BROOK, J., and RILEY, J., concur.

Footnote: We heard oral argument on this case on May 18, 2001, at Attica Junior/Senior High School in Attica, Indiana. We wish to express our appreciation to the Warren and Fountain County Bar Associations for the invitation, to the administration, faculty, and staff of Attica Schools for their hospitality, and to the students for their attention and their challenging and insightful questions.

Footnote: The driver of the car in which Stakes was a passenger also asserted a claim against Stone. That claim, however, was settled and is not a part of this litigation.

Footnote: The jury pool was informed prior to the beginning of voir dire that Stone had “passed away from causes that were totally unrelated to the issues involved in this lawsuit.” R. 141.

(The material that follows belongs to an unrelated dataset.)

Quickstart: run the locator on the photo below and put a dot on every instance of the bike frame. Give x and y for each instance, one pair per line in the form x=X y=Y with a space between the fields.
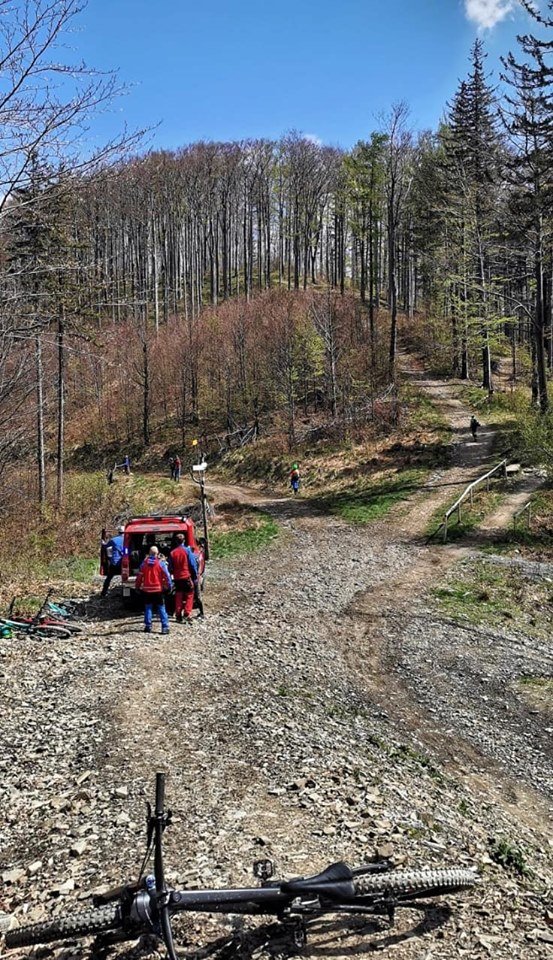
x=150 y=902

Footnote: The sidebar conference was not recorded. This recitation of events during the sidebar comes from the trial court’s “trial order” reflecting the events which occurred the first day of trial.

Footnote: We note that Stone’s brief contains the following assertion: “there is a presumed prejudice that probably will be created in the minds of the jurors if they realize that the defendant is insured,” citing Rust, 215 N.E.2d at 53. What Rust actually says, however, is that “[t]he continued recognition of such presumed prejudice can be seriously questioned today.” Id.

Footnote: Stone does not, however, raise the allegedly excessive verdict as a separate issue on appeal.

Footnote: We note that Stone’s counsel fails to include any firm name on the briefs filed with this court, a practice which could be interpreted as holding oneself out as a sole practitioner. The Supreme Court in Cincinnati Ins. Co. v. Wills, 717 N.E. 2d 151, 165 (Ind. 1999) prohibited the use of a name by a captive law-firm that implies an independence from the insurance company and is therefore misleading. We believe this rationale applies to failing to list any law firm name which could be equally misleading.